Division of Epidemiology, College of Public Health, The Ohio State University, Columbus, OH 43210, U.S.A.
Stat Med. 2013 Jan 15;32(1):67-80. doi: 10.1002/sim.5525. Epub 2012 Jul 26.
The Hosmer-Lemeshow test is a commonly used procedure for assessing goodness of fit in logistic regression. It has, for example, been widely used for evaluation of risk-scoring models. As with any statistical test, the power increases with sample size; this can be undesirable for goodness of fit tests because in very large data sets, small departures from the proposed model will be considered significant. By considering the dependence of power on the number of groups used in the Hosmer-Lemeshow test, we show how the power may be standardized across different sample sizes in a wide range of models. We provide and confirm mathematical derivations through simulation and analysis of data on 31,713 children from the Collaborative Perinatal Project. We make recommendations on how to choose the number of groups in the Hosmer-Lemeshow test based on sample size and provide example applications of the recommendations.

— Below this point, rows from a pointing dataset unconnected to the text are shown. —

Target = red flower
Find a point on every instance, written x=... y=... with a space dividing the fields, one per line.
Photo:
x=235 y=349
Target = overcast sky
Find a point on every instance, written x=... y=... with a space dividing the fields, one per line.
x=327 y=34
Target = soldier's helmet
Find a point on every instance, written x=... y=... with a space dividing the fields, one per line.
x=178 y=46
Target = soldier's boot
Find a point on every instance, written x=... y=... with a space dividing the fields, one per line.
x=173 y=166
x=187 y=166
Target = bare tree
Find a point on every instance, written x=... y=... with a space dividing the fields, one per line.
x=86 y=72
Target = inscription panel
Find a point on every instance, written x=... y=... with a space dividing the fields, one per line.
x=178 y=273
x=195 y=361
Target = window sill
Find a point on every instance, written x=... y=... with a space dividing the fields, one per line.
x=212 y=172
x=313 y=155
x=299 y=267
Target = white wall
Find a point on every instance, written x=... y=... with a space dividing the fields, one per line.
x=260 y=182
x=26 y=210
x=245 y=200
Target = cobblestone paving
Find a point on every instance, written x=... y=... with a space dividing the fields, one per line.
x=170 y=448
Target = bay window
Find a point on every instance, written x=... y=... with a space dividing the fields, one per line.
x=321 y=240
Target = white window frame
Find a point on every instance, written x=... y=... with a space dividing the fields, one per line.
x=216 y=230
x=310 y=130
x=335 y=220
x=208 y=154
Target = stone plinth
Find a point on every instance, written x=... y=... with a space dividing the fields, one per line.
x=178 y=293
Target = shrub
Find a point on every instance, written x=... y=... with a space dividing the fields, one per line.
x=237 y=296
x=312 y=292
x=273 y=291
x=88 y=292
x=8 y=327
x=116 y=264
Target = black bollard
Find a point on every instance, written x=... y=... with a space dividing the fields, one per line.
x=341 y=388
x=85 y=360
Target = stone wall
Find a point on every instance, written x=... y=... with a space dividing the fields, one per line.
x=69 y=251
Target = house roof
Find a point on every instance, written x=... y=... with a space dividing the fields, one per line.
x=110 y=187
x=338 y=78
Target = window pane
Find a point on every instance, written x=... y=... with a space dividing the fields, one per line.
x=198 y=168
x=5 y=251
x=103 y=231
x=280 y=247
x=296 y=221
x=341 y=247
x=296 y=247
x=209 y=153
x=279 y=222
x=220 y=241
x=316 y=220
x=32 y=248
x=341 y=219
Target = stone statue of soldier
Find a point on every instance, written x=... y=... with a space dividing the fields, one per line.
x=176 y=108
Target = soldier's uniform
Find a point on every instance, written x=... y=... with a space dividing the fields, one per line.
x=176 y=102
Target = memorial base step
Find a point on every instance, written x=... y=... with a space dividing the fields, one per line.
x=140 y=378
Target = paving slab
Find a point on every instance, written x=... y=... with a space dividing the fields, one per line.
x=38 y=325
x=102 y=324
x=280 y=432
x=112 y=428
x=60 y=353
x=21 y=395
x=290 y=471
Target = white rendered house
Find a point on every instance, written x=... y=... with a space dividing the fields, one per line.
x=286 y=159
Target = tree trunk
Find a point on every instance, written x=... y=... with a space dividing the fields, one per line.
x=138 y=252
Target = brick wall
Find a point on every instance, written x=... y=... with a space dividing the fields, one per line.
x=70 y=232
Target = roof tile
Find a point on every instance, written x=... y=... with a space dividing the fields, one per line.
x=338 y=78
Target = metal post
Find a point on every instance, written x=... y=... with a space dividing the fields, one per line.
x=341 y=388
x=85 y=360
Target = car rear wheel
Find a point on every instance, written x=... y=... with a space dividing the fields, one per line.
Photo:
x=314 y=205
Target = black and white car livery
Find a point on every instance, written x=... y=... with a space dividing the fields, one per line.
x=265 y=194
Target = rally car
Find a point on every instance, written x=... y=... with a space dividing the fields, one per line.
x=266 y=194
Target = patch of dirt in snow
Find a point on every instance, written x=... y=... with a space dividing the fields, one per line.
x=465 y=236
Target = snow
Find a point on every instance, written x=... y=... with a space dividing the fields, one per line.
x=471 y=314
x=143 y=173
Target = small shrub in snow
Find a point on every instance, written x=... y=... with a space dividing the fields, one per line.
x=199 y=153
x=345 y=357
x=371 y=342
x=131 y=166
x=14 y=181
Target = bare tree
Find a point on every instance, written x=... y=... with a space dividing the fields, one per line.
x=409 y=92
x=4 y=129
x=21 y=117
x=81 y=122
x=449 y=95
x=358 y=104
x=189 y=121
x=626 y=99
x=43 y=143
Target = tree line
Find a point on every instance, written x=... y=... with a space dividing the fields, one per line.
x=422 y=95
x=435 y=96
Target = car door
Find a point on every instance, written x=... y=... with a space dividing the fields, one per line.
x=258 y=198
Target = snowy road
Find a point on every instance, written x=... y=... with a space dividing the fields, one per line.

Hosmer-Lemeshow 检验是一种常用于评估逻辑回归拟合优度的方法。例如,它已被广泛用于评估风险评分模型。与任何统计检验一样,随着样本量的增加,功效也会增加;这对于拟合优度检验来说可能是不理想的,因为在非常大的数据集,即使是很小的偏离所提出的模型也会被认为是显著的。通过考虑功效对 Hosmer-Lemeshow 检验中使用的组数的依赖性,我们展示了如何在广泛的模型中,针对不同的样本量对功效进行标准化。我们通过对来自协作围产期项目的 31713 名儿童的数据进行模拟和分析,提供并确认了数学推导。我们根据样本量提出了如何选择 Hosmer-Lemeshow 检验中组数量的建议,并提供了建议的应用示例。